Ege Bölgesi'nin ovalarına hayat veren dört ırmak vardır. Bunlardan ikisi Bakırçay ve Küçük Menderes, ırmak olma özelliklerini kaybetmişlerdir.Bu iki ırmağın vadilerindeki ovalar, ancak yeraltı suları ile sulanabiliyor. ırmak ve baraj sulamaları azdır. Çünkü bu iki ırmağın toplama havzaları fazla olmadığı gibi, yaz aylarında da fazla yağış alarak beslenemiyorlar.
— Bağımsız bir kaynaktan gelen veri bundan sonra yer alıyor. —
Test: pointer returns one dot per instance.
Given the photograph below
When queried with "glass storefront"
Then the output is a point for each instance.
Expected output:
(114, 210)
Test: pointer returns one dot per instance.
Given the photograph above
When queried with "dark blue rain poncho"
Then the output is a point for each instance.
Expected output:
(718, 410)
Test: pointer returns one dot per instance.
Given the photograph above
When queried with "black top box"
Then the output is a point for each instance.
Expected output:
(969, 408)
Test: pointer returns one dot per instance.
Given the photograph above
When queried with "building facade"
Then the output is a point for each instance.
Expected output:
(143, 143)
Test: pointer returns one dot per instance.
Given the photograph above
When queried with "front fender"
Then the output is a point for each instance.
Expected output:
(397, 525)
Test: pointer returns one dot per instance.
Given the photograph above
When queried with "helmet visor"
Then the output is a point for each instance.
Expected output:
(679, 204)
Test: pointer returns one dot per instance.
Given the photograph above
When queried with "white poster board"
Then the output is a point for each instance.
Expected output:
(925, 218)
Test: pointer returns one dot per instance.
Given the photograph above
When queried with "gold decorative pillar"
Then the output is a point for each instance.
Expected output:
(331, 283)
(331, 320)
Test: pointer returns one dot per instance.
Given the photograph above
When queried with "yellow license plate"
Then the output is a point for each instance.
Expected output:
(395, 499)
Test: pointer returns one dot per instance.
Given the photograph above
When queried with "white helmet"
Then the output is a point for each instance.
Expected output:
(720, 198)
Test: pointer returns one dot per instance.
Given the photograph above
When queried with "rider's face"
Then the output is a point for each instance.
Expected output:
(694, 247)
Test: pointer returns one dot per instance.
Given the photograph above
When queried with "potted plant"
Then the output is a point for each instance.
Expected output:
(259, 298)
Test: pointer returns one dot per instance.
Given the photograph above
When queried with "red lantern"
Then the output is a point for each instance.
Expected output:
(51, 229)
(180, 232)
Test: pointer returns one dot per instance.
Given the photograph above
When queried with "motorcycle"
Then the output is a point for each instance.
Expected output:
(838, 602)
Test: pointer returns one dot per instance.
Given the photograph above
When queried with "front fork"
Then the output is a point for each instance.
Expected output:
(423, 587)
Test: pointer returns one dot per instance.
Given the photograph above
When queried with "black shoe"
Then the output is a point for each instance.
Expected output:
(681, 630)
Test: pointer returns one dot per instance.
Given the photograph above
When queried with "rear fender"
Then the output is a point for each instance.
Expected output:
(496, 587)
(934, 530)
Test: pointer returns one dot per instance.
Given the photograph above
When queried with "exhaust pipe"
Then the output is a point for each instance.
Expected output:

Gediz ve Büyük Menderes havzaları hem çok geniş ve hem de yüksek karlı dağlardan kaynak aldıkları için daha bol suları vardır. Bu iki ovada da tarım sulamaya dayalıdır. Büyük Menderes Irmağı Ovaları Pancar ve pamuk gibi iki temel endüstri bitkisi olan pancar ve pamuk ürünü üretmektedir. Bu iki ürün de bol su ister. Denizli, Uşak, Afyon Ovalarında pancara, Denizli, Aydın Ovalarında pamuğa hayat veren Büyük Menderes Irmağı'nın can damarı kar ve kışın yağan yağmurlardır. Bunlar gerek ırmağın ana kolunda ve gerekse yan kollarında bulunan barajlar vasıtasıyla gerçekleşmektedir. Ana kol üzerinde Çivril, Adıgüzel, Akçay üzerinde Kemer Barajları vardır. Çine Çayı üzerinde ise yapımı yılan hikayesine dönen Çine Barajı devam etmektedir.Bu barajın su toplama havzası hem geniş ve hemde Batı Toroslar üzerinde olduğundan çok yağış alır. Bu baraj yapıldığında Koçarlı, Bağarası, Söke, Sarıkemer ve Balat Ovaları bol suya kavuşacaktır. Egede su demek, üründe bereket demektir. Ak kar ise kabus değil, umutlu ak günlerdir.